The "Platonic Ideal" or "First Principle" or "The Good" or "The Form Of The Good": 
Plato and his translators used many different terms to refer to this same/similar concept:  all true ideas, or “the ideal forms” originate from The Ideal or The Good or The Form of The Good (represented by the sun in “The Allegory of The Cave”).  This seems to be a single metaphysical agent from which all good and true Ideas emanate – including mathematical and factual truths and things like justice, virtue, honor etc. 
Clearly at this point we have left the realm of philosophical reasoning and have entered mystical religion.  It is this mystical aspect that will so greatly appeal to Hellenized Jews, and then Christians.

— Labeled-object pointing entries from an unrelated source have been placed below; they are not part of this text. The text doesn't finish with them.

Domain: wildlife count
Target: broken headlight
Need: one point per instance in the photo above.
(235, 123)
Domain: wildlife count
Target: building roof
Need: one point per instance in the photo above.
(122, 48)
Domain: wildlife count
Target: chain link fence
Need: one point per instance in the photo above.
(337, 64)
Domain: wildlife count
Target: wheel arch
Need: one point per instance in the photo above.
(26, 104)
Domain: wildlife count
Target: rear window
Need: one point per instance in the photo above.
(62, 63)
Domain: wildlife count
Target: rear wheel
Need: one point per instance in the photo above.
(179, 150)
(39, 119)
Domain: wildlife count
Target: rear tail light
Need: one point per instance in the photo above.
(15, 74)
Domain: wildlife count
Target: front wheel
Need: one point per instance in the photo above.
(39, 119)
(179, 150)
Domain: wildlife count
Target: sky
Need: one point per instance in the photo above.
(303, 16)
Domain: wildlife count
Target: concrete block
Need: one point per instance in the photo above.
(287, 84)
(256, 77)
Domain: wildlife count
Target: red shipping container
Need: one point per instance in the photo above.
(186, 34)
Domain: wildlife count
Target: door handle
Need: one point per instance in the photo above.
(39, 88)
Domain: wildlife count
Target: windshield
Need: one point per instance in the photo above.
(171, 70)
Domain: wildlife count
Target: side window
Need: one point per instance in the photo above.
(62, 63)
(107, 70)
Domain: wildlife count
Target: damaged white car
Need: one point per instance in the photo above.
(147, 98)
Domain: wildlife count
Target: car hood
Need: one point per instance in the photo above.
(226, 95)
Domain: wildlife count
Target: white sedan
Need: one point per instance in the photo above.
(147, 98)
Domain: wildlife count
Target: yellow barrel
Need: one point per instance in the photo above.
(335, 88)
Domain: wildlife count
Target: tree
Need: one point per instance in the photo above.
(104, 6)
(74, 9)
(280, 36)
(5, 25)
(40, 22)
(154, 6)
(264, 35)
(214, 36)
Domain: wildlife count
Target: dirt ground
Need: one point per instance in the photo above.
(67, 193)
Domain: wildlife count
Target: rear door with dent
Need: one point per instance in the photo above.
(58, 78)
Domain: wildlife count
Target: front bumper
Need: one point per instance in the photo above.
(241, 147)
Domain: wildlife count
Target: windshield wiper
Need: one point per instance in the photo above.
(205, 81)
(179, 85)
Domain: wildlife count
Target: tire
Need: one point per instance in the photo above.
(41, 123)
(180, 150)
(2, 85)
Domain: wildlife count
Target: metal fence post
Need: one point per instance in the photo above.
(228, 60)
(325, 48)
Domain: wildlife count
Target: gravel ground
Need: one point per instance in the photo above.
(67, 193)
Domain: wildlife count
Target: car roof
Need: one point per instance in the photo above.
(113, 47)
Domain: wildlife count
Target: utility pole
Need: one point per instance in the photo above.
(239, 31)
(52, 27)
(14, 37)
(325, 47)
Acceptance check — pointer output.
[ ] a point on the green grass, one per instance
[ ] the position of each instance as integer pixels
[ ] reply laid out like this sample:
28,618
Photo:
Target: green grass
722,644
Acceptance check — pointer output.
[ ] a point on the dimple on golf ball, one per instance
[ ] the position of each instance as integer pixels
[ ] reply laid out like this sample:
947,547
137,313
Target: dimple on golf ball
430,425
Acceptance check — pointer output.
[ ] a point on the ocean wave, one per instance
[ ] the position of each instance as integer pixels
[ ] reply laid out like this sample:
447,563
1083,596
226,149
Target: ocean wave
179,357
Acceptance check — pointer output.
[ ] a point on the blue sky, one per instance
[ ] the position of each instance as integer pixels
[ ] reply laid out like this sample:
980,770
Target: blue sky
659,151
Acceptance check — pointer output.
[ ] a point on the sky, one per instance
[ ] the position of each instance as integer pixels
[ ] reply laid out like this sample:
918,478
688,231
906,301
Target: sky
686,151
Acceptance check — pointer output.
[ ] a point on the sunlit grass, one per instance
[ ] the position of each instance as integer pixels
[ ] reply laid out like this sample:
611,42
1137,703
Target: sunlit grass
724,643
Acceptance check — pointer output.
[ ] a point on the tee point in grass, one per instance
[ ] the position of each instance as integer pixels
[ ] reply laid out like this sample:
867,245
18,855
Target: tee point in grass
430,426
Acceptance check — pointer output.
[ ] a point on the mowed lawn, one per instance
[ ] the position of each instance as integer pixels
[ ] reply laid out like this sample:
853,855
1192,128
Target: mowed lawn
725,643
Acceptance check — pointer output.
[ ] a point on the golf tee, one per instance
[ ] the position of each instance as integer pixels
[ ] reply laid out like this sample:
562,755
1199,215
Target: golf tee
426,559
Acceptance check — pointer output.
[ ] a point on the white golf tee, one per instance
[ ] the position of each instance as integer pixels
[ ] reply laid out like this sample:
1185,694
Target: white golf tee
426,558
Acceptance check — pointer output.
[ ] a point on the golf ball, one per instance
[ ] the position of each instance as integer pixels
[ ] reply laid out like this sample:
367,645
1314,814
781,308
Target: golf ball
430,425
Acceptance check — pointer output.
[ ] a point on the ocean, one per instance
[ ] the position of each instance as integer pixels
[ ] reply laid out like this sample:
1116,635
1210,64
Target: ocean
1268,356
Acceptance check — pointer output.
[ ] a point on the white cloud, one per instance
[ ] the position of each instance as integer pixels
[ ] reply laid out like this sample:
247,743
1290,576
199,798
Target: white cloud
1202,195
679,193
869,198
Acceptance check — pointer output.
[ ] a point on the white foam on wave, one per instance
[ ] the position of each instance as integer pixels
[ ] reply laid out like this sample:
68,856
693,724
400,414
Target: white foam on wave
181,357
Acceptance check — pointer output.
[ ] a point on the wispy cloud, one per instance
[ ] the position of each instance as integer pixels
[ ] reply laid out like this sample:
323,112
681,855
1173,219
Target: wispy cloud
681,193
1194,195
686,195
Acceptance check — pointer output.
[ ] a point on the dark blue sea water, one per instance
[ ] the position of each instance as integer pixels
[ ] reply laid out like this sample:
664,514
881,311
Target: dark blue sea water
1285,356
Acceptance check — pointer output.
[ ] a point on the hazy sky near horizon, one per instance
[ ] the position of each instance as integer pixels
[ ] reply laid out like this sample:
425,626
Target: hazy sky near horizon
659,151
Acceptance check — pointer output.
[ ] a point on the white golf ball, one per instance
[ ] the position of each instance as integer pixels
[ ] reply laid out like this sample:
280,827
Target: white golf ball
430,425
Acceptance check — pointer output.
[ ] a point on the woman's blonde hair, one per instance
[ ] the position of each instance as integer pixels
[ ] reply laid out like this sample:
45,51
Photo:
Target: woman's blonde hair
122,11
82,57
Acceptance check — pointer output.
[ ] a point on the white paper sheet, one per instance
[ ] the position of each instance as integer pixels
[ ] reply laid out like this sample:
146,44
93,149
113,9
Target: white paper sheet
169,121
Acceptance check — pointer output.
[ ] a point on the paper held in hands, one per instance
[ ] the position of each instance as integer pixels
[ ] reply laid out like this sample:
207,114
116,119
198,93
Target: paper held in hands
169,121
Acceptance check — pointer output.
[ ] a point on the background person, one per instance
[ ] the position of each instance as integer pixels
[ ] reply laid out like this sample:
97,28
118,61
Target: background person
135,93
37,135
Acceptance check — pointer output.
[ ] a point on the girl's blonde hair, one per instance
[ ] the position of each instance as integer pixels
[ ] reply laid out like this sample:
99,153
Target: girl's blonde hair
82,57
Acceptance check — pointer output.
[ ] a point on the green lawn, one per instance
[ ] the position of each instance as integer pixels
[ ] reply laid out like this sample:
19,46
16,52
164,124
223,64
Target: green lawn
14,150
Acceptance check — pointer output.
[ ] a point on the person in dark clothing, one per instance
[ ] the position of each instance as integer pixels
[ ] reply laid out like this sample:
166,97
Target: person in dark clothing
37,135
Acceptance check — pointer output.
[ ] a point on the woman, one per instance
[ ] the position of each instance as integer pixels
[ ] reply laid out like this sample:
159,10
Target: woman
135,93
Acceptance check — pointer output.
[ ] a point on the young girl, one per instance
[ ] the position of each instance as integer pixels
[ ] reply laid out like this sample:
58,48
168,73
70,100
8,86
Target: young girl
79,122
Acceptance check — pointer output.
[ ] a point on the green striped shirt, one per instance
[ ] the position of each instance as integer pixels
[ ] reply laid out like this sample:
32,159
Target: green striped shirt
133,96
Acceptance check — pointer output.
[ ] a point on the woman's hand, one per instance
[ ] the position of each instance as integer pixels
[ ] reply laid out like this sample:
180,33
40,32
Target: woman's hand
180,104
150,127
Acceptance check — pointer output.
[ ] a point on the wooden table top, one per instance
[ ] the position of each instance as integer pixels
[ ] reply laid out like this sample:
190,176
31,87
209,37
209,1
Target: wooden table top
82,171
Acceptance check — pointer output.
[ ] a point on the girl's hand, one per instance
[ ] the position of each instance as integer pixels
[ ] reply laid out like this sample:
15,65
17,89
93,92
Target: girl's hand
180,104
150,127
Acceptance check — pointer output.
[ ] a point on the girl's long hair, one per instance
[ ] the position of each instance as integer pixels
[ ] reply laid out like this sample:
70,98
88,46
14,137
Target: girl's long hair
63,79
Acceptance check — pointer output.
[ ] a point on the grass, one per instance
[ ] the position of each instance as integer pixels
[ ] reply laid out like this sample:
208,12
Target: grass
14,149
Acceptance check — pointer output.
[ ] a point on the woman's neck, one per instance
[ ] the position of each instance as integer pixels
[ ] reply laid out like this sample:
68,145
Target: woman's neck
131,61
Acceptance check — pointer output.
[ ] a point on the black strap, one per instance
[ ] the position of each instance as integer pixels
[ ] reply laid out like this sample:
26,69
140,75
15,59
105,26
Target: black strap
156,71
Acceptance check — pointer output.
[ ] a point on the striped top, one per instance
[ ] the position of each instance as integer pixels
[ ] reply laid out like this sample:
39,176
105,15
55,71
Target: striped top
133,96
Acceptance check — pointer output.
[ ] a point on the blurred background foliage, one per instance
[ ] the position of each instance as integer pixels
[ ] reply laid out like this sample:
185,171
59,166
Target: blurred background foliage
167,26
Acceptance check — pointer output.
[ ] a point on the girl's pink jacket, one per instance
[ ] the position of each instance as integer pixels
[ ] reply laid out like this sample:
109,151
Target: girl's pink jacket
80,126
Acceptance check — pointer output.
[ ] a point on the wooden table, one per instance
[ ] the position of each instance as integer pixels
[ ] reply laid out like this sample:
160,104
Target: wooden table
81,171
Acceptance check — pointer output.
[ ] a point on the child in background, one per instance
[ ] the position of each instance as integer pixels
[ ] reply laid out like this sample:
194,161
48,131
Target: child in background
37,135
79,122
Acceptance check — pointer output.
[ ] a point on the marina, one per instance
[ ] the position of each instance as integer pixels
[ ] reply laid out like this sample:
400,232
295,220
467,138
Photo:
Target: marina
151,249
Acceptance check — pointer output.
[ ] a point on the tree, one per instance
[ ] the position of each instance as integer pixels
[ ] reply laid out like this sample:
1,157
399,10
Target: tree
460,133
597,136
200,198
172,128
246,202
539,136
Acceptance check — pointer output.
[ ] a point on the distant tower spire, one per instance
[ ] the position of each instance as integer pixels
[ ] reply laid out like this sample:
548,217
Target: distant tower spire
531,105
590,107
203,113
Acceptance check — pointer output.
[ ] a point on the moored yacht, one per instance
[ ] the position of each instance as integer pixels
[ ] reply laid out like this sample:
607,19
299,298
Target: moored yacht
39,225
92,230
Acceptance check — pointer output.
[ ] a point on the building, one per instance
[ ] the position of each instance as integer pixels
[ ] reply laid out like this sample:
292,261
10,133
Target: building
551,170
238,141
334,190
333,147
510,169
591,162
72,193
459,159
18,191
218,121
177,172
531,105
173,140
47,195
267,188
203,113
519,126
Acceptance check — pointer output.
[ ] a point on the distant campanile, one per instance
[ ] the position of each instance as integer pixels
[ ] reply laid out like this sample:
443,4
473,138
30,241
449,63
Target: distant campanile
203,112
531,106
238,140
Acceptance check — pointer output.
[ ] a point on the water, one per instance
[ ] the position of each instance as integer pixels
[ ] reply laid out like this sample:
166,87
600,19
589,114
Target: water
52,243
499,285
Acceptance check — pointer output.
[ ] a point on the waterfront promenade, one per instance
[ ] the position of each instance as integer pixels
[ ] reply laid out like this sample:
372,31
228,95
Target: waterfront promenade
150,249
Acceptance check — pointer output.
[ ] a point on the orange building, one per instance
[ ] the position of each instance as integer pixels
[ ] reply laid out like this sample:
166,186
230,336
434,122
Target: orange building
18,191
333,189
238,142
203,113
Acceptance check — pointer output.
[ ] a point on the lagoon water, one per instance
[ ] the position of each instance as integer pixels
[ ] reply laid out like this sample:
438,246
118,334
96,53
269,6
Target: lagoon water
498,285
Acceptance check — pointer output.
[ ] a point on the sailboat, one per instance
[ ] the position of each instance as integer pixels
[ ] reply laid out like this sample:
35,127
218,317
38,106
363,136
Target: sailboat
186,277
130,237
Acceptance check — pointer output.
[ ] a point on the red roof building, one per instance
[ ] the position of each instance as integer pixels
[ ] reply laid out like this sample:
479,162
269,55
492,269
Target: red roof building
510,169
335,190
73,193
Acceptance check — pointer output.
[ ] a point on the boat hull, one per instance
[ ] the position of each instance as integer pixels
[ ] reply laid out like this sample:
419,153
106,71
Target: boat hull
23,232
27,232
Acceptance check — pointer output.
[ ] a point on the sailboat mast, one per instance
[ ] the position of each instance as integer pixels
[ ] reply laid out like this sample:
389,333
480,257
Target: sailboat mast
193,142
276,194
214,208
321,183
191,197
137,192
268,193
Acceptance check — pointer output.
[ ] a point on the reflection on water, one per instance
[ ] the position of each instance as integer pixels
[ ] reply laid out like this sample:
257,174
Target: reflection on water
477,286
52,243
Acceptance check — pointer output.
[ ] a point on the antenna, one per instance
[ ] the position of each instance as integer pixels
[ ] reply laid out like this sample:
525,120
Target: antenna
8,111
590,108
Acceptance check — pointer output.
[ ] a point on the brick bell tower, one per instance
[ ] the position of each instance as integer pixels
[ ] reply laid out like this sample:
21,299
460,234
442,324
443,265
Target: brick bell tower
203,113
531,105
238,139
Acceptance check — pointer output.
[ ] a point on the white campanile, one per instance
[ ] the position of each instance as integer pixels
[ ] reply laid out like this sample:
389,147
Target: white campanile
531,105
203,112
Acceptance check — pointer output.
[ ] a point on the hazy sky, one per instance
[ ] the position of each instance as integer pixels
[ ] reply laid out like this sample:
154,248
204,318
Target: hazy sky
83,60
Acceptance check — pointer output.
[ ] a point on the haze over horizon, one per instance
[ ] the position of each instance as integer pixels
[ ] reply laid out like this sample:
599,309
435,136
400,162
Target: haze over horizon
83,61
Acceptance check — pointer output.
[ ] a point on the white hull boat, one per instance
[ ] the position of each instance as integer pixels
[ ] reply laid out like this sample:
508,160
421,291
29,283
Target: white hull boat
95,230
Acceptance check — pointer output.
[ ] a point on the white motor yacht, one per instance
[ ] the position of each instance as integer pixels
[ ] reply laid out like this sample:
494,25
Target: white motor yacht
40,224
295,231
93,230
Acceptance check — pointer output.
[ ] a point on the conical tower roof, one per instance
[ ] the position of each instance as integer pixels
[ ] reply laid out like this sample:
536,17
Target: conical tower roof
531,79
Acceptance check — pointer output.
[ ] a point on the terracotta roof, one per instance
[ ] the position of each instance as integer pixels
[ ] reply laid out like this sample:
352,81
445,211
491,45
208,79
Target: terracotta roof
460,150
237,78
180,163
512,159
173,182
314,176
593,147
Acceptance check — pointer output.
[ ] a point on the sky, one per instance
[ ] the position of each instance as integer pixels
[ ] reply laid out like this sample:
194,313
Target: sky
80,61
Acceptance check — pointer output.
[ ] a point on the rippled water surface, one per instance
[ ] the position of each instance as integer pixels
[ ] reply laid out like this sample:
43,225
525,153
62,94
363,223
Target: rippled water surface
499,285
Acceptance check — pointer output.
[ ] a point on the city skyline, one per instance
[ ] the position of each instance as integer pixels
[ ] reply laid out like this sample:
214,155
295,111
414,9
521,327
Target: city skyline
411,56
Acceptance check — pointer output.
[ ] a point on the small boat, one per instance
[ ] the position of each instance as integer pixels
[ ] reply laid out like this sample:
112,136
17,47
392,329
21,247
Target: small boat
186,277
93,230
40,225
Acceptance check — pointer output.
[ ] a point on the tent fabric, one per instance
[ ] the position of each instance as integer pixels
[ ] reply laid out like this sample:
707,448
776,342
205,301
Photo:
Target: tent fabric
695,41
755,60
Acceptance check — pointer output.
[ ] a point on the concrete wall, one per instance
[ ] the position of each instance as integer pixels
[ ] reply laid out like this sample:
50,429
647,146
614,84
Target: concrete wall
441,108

The Soul: Essence, Descent and Ascent:

The True essence of man is located in our souls, not our bodies -- remember that sensible knowledge (knowledge gained through the body's senses) is faulty.  The soul descends from the "The Form of the Good" -- from eternal truth or "The First Principle" -- and is thus in a "fallen" state in this imperfect, shadow-world (represented by the cave). The soul desires to return to the eternal Form Of The Good, and this is why we desire wisdom.  Too much attention to sensible information (smell, touch, taste etc.) distracts us from the good: the pursuits of the soul, or gaining intelligible wisdom.